Aging is inevitable, and with it comes the increased likelihood of sickness, injury and dependence on others. In fact, according to the U.S. Department of Health and Human Services, 9 million Americans this year will require long-term care – everyday assistance provided at home, an assisted-living facility or a nursing home. That’s approximately 11.4% of the total U.S. baby boomer population.
What’s more, by 2020, the number of Americans needing long-term care is expected to grow to 12 million; 70 percent of all people age 65 and older will need some form of long-term care services during their lifetime.
While it may be less exciting to plan for your future healthcare needs than to set aside money for luxury cruises or your grandchild’s college education, it may help avoid bigger problems down the road.
Frank Bond, a senior financial consultant for Northern Trust, says a typical couple should expect to spend up to $250,000 on healthcare expenses during retirement. Broken down, prices for long-term care can range from $35 per hour for in-home assistance to $75,000 or more for a year’s residence in a nursing home.
When planning for down-the-road healthcare expenses, consider these options to help ensure the costs don’t diminish your wealth in retirement.
Long-Term Care Insurance
Today, 8 million Americans opt for long-term care insurance to plan for future care. The average policyholder is 57 years old, while the average annual premium for a 65-year-old couple with a three-year policy covering up to $150 in daily costs is $4,435, according to Los Angeles-based American Association for Long-Term Care Insurance.
While Bond notes that long-term care policies should provide cost certainty, he acknowledges that healthcare costs could easily top benefits provided without adequate coverage.
One way to lower the costs of long-term care insurance is to buy plans at a younger age when, generally, risks are lower and health is better. Doing so locks in the premium set at the age when the policy was purchased.
More recently, another option has emerged: hybrid products that combine life insurance or annuities with long-term care benefits. With hybrid products, policyholders can use the money for long-term care if needed or, if it’s not needed, have a life insurance benefit upon death.
The upside to such a policy isn’t just protection against unexpected costs, Bond says; it’s also having an insurance company whose interests may be aligned with yours.
“Even for the affluent who may be better able to address long-term care expenses, having a life insurance policy with a generous long-term care provision does something you can’t do as easily on your own,” he says. “You get access to an insurance company that can help you to select a facility you can afford based on the benefit you bought.”

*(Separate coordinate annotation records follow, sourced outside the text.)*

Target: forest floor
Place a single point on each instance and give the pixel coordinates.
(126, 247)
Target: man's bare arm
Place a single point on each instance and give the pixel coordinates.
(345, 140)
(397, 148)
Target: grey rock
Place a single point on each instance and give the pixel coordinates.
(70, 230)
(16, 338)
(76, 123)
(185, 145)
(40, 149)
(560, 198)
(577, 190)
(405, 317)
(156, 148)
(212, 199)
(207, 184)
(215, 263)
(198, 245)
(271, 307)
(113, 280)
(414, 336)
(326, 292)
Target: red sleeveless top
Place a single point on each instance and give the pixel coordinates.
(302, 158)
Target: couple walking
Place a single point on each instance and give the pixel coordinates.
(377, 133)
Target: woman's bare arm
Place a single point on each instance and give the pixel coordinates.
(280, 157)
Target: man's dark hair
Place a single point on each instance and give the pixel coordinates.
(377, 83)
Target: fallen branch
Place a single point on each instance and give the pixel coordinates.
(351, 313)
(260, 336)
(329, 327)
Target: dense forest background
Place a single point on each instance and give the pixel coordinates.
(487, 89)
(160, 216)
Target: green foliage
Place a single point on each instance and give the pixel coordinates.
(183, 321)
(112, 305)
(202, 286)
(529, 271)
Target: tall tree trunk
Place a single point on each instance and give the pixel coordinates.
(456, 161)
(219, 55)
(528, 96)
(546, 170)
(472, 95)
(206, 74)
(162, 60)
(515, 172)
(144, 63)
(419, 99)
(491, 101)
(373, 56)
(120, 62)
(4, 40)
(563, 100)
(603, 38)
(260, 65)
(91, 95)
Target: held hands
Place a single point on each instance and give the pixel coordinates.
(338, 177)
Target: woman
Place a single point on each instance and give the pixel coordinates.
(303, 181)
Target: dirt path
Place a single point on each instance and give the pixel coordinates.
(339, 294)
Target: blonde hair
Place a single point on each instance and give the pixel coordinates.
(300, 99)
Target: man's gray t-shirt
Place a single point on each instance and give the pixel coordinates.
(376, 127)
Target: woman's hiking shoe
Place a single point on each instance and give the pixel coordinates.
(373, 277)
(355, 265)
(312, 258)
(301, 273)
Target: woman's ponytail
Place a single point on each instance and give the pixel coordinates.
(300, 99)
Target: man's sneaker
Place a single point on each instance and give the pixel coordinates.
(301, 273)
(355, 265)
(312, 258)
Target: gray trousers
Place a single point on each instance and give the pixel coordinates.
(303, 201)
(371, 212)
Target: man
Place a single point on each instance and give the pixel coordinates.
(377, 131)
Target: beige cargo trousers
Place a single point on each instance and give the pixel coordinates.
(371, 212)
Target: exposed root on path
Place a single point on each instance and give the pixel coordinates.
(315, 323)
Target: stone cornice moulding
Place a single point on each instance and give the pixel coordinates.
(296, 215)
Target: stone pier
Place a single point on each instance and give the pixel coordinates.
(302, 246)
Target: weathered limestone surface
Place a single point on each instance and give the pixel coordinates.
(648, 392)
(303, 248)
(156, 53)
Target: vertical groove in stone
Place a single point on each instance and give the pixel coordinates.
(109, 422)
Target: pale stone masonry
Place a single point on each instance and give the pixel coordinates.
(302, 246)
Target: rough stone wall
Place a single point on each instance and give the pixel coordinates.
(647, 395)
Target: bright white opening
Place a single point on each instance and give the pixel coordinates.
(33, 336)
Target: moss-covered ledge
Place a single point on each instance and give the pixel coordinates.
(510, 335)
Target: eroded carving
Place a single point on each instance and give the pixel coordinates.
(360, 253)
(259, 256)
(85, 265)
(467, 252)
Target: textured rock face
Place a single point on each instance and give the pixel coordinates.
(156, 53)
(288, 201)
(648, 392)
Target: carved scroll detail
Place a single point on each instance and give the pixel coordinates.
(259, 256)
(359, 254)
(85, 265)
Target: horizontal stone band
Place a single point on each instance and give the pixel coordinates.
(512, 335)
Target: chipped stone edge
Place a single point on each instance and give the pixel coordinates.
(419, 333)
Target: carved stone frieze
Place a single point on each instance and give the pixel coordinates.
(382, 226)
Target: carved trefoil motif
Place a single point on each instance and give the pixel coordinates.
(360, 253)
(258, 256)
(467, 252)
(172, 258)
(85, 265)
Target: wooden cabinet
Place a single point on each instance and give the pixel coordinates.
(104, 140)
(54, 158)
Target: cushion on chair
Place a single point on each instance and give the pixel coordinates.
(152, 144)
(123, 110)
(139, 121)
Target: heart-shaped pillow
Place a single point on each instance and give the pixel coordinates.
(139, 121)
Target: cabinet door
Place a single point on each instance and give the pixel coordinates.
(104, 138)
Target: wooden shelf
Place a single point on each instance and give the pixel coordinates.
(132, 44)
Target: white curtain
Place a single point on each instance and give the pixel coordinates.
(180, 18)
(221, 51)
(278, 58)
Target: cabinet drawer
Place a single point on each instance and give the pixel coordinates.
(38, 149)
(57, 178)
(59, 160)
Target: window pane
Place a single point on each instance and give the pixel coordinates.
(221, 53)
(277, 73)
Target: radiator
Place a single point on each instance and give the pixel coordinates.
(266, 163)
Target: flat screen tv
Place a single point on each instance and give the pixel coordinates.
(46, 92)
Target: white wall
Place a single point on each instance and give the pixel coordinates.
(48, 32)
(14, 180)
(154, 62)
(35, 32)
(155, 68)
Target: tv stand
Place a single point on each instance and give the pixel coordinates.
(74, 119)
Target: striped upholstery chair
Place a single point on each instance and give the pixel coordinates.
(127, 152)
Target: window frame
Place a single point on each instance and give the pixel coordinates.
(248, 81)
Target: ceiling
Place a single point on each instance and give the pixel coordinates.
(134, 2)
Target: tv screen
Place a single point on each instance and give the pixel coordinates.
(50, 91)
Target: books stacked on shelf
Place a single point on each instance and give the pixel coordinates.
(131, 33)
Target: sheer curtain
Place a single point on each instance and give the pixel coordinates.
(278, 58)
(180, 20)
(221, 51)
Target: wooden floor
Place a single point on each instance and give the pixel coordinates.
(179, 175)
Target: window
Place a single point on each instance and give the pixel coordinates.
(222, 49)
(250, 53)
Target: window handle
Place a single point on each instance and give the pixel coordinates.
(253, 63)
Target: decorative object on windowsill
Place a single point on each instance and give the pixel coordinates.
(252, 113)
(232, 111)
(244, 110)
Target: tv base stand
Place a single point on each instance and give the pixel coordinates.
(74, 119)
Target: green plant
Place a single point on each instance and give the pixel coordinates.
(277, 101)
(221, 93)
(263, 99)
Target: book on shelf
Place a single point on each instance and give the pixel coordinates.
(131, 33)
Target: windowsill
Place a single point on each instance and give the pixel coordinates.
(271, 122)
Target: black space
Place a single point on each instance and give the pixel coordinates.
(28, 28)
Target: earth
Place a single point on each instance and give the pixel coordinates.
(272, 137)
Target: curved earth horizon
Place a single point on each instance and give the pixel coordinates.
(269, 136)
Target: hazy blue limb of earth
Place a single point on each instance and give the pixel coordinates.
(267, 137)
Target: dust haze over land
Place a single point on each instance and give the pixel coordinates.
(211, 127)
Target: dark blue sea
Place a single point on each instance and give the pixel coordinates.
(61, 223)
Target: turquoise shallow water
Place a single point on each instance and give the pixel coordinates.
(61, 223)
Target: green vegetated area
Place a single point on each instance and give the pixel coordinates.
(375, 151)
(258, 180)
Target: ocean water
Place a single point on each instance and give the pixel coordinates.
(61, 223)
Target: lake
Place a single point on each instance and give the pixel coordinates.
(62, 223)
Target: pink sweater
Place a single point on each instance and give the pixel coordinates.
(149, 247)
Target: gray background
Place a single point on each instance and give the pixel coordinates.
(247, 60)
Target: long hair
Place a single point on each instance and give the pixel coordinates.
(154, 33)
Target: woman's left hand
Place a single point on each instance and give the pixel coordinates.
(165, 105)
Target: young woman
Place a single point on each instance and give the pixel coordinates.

A March 2012 survey by Kalorama Information revealed most Americans aren’t convinced they’ll need long-term care and believe Medicare insurance will cover the costs if they do.
But while Medicare provided by the U.S. government pays for some expenses, it’s not nearly as much as most people think. While many seniors anxiously watched as the Supreme Court debated the legality of President Obama’s healthcare legislation this summer – it was upheld in June – Bond says they may have missed the point.
Even if the legislation was overturned and replaced by a Republican-backed plan with an alternate funding mechanism, the changes wouldn’t affect those currently planning for retirement. For this group, Bond says the most vivid financial threat is a medical emergency that requires treatment not covered by Medicare.
He suggests considering Medigap insurance, coverage designed to fill in Medicare’s gaps. Monthly premiums for these policies cost an average of $177 in 2010, yet only about 20 percent of Medicare beneficiaries bought the insurance, according to a 2011 report by the U.S. Department of Health and Human Services.
Bond says that may be a mistake: “No matter what, people usually don’t drop their home or auto coverage. So if this is something else you can insure at a reasonable cost, you may want to consider it.”
Another strategy for addressing long-term healthcare costs is to set aside money in your personal savings or investments to pay medical bills. For example, one of Bond’s clients devoted $100,000 per year to developing his car collection during the first 10 years of retirement. After that, the same annual sum was redirected toward healthcare expenses.
With the self-insuring option, the money that would otherwise be used to pay insurance premiums can instead be invested and you can benefit from any investment gains. The risk is if you find yourself in a situation where you would have filed an insurance claim, you’ll have to pay out of pocket and may not have enough money set aside to cover costs.
If you opt for this route, Bond recommends considering a Health Savings Account, an IRA-like investment vehicle that allows you to pay for certain medical expenses using pre-tax income.
Regardless of the options chosen, once you design your plan for long-term care, it’s important to convey to loved ones that you have a plan. That way, intentions and expectations are completely clear.
“Clients tell us, ‘If something were to happen to me, I don’t want my kids burdened by it,’” Bond says. “[Planning for healthcare costs] is a clear way to tell them you don’t expect them to handle the responsibility themselves.”